Passé, présent et futur
Andréa dit que les projets surgissent de manière organique, à travers les demandes, les besoins et les opportunités qui apparaissent. En plus des ateliers audiovisuels, pendant la pandémie, une réalisation-phare du groupe, un atelier sur l’écriture, impliquant des femmes de favela, voulait montrer que « penser la parole peut être une forme de guérison ». « Ce fut réalisé durant la pandémie, en ligne. Nous nous étions rendu compte qu’il fallait faire quelque chose avec les mères célibataires qui sont majoritaires dans la région. Ce sont des mères célibataires, filles d’autres mères célibataires, des générations de femmes qui ont abdiqué de leur propre vie pour s’occuper de leurs enfants. Le résultat fut très beau », exprime Andréa.

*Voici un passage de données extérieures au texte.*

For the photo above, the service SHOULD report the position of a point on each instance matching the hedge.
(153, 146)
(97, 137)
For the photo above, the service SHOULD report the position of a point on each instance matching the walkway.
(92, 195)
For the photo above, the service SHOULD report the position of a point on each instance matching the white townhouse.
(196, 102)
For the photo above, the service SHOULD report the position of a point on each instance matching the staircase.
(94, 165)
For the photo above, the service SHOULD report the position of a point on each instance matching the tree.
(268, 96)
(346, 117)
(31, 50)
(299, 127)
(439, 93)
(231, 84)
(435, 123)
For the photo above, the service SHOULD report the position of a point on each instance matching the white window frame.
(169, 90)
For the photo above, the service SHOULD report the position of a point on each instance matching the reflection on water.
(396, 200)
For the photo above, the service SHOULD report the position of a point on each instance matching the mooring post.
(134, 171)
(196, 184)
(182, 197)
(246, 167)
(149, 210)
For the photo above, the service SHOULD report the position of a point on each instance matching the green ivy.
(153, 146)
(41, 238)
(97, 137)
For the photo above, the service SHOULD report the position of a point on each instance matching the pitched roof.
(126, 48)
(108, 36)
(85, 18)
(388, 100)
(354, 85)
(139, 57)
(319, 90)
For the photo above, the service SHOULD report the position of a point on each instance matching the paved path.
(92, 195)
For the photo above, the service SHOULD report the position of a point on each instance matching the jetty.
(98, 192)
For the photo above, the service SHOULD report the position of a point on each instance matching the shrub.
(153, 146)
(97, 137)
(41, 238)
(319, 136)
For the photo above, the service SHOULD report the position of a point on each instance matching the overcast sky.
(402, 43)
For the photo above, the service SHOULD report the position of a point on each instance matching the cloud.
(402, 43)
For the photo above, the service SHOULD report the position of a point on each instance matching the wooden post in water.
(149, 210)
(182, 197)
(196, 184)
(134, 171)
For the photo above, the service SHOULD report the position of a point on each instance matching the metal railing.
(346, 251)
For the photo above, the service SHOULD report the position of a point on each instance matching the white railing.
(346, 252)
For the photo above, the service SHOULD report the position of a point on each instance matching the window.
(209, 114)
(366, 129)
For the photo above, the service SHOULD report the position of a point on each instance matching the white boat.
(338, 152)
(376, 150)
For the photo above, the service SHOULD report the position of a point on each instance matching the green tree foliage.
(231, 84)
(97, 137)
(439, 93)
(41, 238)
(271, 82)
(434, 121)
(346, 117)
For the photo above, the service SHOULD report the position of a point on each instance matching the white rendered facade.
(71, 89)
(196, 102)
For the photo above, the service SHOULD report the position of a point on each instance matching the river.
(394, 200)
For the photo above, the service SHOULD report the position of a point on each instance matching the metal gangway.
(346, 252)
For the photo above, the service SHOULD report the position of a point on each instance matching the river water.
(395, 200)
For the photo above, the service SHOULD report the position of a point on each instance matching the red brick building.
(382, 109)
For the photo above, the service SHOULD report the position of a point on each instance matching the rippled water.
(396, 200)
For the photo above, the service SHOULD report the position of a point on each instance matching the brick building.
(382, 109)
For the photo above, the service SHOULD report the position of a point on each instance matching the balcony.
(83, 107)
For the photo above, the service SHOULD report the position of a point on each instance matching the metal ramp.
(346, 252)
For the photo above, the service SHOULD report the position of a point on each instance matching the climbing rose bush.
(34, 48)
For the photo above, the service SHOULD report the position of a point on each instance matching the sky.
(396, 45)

Encore en phase d’élaboration, le prochain projet vise à donner aux jeunes les moyens de développer l’humour comme forme de réflexion et de critique sociale. « C’est quelque chose qu’ils recherchent beaucoup, et qui est très à la mode avec la popularité de Tik Tok », dit Isabela.
Depuis 2013, le Grupo Pensar Cultural fait partie d’UniRedes, un réseau d’Amérique latine et des Caraïbes qui cherche à promouvoir la cohésion sociale à travers la culture de la fraternité.
Favela en chiffres
Selon une étude de l’Instituto Locomotiva, en partenariat avec Data Favela et Cental Única das Favelas (CUFA), 17,1 millions de Brésiliens vivent aujourd’hui dans des favelas au Brésil. Cela correspond à 8% de la population nationale. Selon l’étude, 89% des favelas se trouvent dans des villes. Au Brésil, 55% de la population se déclare noire, mais dans les favelas, ce nombre est plus élevé et compte aujourd’hui le 67%. Selon la CUFA, malgré la stigmatisation, les favelas atteignent annuellement 119,8 milliards de reais en revenu proprece qui est supérieur à celui de pays voisins tels que la Bolivie, l’Uruguay ou le Paraguay.